10 de julio

Anoche me vino el ataque y haciendo balance debo dar gracias. Sé que algo muy parecido lo leí en las declaraciones de una mujer casi famosa pero no puedo recordar su nombre. Tal vez las raíces de esta coincidencia sean distintas. Ella, ella y yo, él.

Esa mujer decía que su mayor felicidad consistía en lograr que la dejaran sola y su mayor desdicha que le impusieran la soledad. Pienso que el ataque de anoche no sólo fue causado por haber quedado sin compañía en la gran casona. Eufrasia y la chiquilina se habían ido, muy temprano mientras yo dormía, a Santamaría Nueva. Encontré al despertar a mediodía pan, tortilla y chorizos. También había sobre la mesa una botella de caña pero me contuve y no bebí. Tenía además unos cuantos libros de asesinos y detectives pero no me daban ganas. Hacia tantos meses que nada me llegaba de Aura, nombre que en otros tiempos expresaba nuestro cariño. Nunca sabrá cuanto la sigo queriendo.
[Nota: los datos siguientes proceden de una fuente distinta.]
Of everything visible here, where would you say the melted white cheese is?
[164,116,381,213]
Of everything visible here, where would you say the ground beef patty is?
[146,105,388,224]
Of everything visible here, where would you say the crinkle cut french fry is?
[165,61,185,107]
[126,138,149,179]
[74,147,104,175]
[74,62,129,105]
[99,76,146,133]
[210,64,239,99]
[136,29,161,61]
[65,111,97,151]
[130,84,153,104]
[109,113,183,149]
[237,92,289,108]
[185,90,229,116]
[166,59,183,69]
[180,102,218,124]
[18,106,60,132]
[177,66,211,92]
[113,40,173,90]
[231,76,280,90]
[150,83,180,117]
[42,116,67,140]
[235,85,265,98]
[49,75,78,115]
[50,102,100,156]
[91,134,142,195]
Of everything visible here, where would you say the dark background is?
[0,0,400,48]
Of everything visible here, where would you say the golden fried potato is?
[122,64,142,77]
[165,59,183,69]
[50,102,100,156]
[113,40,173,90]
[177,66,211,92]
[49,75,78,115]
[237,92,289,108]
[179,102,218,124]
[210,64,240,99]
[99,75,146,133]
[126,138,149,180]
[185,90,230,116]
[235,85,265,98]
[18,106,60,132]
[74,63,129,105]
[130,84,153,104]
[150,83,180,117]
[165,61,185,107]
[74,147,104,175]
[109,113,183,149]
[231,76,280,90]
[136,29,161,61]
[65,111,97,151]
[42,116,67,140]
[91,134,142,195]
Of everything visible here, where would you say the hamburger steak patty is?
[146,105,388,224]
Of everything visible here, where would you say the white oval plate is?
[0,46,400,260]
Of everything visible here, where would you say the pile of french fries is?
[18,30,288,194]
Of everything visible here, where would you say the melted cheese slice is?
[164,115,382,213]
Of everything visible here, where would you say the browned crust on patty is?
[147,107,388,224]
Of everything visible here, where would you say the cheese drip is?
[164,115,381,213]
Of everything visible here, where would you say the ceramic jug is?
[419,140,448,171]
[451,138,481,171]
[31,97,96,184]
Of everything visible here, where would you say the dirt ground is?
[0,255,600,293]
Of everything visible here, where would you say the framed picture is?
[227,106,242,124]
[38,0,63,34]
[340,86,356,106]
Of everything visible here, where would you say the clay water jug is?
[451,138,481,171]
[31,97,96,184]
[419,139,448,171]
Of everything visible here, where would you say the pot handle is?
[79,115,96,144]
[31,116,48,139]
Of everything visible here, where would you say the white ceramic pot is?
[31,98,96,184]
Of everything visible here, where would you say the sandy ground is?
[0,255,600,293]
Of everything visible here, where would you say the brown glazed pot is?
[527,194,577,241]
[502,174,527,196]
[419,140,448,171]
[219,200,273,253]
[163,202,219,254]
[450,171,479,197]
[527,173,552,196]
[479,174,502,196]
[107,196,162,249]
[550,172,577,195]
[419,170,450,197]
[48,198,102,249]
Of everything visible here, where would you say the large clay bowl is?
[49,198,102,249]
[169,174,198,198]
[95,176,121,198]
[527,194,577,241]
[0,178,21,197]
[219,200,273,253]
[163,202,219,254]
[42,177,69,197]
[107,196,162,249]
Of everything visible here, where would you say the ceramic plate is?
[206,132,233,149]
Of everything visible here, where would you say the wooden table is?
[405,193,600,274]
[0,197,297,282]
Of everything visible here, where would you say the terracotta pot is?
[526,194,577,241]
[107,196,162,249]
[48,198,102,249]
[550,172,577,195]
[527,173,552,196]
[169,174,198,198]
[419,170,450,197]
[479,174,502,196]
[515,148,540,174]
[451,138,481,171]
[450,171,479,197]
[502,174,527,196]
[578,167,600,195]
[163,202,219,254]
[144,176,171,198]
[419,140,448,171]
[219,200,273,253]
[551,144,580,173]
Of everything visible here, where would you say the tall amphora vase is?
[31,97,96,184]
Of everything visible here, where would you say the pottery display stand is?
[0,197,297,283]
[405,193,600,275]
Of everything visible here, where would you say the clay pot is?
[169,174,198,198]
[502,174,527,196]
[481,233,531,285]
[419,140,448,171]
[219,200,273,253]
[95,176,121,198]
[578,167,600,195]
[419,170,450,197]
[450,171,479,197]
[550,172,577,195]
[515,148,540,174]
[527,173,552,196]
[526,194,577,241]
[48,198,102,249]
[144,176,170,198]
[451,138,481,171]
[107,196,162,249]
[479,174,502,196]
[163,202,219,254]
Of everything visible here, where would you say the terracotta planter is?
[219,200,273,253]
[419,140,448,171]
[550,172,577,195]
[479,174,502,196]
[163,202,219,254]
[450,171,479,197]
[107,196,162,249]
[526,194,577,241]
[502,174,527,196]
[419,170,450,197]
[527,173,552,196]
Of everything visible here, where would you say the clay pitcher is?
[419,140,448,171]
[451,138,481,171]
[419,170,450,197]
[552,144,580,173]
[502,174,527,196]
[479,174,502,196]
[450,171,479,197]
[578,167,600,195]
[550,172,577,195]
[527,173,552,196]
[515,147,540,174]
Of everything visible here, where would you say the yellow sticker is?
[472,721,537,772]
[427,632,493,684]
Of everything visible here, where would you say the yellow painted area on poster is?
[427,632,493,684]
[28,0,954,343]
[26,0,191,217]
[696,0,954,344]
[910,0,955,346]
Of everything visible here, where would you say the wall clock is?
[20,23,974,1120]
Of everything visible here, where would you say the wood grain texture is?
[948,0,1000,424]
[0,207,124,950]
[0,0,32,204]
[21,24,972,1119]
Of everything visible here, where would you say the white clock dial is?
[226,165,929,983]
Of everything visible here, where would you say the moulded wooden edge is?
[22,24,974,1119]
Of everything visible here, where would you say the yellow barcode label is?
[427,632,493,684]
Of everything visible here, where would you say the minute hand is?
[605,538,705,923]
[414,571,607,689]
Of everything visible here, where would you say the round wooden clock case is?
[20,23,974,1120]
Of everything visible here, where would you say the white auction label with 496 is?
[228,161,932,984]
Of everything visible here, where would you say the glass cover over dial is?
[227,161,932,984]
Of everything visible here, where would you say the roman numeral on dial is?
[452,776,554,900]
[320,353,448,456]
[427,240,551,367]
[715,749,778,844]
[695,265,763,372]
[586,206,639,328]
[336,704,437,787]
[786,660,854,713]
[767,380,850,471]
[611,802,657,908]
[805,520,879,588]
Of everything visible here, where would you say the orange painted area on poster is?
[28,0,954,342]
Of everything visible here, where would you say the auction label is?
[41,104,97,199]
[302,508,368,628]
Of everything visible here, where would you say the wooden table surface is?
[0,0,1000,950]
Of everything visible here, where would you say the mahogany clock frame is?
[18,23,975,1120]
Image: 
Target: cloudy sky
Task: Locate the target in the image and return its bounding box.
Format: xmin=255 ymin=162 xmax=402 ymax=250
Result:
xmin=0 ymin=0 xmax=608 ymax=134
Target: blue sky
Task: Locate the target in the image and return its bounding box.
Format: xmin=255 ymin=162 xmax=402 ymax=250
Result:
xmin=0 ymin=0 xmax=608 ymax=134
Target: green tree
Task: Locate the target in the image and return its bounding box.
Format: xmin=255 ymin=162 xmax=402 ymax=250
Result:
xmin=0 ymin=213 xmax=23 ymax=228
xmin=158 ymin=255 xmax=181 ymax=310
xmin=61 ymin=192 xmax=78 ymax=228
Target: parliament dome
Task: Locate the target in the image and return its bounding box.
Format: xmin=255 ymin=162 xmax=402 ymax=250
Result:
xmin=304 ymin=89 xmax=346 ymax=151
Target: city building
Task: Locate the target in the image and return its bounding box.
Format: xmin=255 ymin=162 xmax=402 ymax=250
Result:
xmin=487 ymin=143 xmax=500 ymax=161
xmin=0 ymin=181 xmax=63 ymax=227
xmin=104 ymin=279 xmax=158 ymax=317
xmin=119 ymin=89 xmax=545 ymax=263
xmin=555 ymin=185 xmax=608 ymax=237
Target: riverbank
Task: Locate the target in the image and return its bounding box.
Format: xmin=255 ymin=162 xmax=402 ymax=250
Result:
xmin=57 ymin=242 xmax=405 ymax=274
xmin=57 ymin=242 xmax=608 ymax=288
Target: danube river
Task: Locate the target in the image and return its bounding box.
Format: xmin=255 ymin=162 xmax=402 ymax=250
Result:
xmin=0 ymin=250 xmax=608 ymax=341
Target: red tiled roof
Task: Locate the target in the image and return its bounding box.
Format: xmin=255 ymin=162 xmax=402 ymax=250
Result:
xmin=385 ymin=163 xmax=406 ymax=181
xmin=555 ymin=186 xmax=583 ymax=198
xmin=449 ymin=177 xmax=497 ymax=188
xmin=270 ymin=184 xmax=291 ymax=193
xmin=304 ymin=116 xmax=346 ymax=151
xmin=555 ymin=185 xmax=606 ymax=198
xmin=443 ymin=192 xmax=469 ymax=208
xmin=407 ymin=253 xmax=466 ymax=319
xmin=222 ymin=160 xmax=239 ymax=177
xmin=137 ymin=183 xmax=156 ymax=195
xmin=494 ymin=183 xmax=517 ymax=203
Era un hermoso día soleado y después de comer me eché vestido en la cama grande. No para la siesta sino para mirar, bocarriba, inmovil, con las manos juntas sobre el vientre, la evolución del sol en el piso y en las paredes. Minutos, horas. El sol trepando y yo quieto jugando a la indiferencia. Nada que ver conmigo. Se fue acercando el crepúsculo y acabé por aceptar mi error cuando vi que el sol, ya casi horizontal, estaba lamiendo la reproducción de la cortesana del collar de gemas, tan gastada por el tiempo y sus mudanzas.

Y de pronto empezó. Como siempre, tan temida y nunca olvidada. En el comienzo yo pensaba mi nombre completo y lo repetía sin hablar, miles de veces, hasta que ya no era mi nombre, nada significaba. Pero como yo seguía siendo yo, tenía fatalmente que preguntarme quién es yo, porque yo soy yo y definitivamente no otro. Y la imposibilidad de pensarme, sentirme otro. Agregando que además ningún otro podría nunca comprender si yo tratara de explicarle este, mi ataque. Porque todo otro, conocido o imaginable, negaría serlo, afirmaría sin la más pequeña duda ser un yo. El suyo, y que se vaya al infierno.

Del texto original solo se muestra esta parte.